Review: MISS PEREGRINE'S HOME FOR PECULIAR CHILDREN Is Dark, Beautiful, and Quirky
Miss Peregrine’s Home for Peculiar Children is the latest film from director Tim Burton, based on the popular young adult novel of the same name by Ransom Riggs. Having never read the book, I wasn’t sure what to expect, but being a big fan of Burton, I was excited to move past the whole Alice in Wonderland fiasco. The fantastic cast was also a big draw: Eva Green, Asa Butterfield, Samuel L. Jackson, Judy Dench, Chris O’Dowd, Rupert Everett, Terence Stamp, and Allison Janney, just to name a few of the awesome actors in this film.

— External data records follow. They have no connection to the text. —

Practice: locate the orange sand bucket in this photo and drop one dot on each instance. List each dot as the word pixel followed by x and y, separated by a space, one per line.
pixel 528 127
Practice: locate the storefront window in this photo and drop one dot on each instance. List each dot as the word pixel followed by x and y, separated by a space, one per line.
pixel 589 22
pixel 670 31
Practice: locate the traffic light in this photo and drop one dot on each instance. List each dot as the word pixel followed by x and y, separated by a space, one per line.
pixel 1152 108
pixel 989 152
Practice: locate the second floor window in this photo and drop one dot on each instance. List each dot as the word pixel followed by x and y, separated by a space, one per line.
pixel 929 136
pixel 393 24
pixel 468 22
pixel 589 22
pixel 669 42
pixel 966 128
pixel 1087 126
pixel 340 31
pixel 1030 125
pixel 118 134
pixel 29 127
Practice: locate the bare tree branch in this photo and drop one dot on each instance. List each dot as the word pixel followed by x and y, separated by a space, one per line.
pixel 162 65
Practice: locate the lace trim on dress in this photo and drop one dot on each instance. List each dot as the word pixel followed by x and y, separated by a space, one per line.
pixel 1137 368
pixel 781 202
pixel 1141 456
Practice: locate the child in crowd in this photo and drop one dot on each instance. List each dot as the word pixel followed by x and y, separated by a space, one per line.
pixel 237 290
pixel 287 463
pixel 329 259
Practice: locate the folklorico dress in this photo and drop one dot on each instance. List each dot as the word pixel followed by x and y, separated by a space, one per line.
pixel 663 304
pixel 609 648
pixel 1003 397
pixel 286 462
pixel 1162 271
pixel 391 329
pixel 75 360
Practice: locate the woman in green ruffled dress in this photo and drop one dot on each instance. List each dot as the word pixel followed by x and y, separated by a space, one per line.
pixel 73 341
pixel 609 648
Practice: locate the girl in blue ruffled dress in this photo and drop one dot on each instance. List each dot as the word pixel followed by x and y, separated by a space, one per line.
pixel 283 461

Jacob Portman (Butterfield) is the classic teenage nobody living in boring old Florida, working in a grocery store and generally being ignored by his more popular peers. He grew up listening to his grandfather (Stamp) tell stories about a home for special children where he lived during World War II; stories so fantastic that Jake was convinced they were fictitious until tragedy strikes and Jake ventures to Wales in search of this home and its mysterious caretaker, Miss Peregrine ( Green) to get answers. There, he meets children with unusual and—dare I say—peculiar abilities and discovers he too possesses special abilities inherited from his grandfather that he will need to use to help save these children.
Miss Peregrine's Home for Peculiar Children is classic Burton: whimsical story with youthful fantasy and a dark, disturbing twist. The visual elements in this film are nothing short of stunning, as are the costumes, hair, and makeup. There’s even a macabre stop-motion sequence that will make even the most lukewarm Burton fan giddy with nostalgia. However, this film is far from perfect.
As is the case with any book-turned-movie, there is obviously a lot of depth to this story that the movie had to leave out due to time constraints. As a result, the plot is awkward and over-simplified, glossing over intricate nuances of the story with cliche dialogue. This is probably even more apparent to someone who has read the book. It feels a lot like a movie made for children, but at the same time, there was some pretty dark content probably not suitable for a young audience, hence the PG-13 rating. I’m still not sure who the target audience for this film is: very brave children or very childish adults?
I’m not saying I didn’t enjoy this film, because I did. (Childish adult, right here.) Die-hard Burton fans will be able to overlook this film’s flaws and appreciate the dark, beautiful, and sometimes quirky style he brings to the table. My biggest problem with this film, however, is that our beloved Danny Elfman was glaringly absent from the musical score.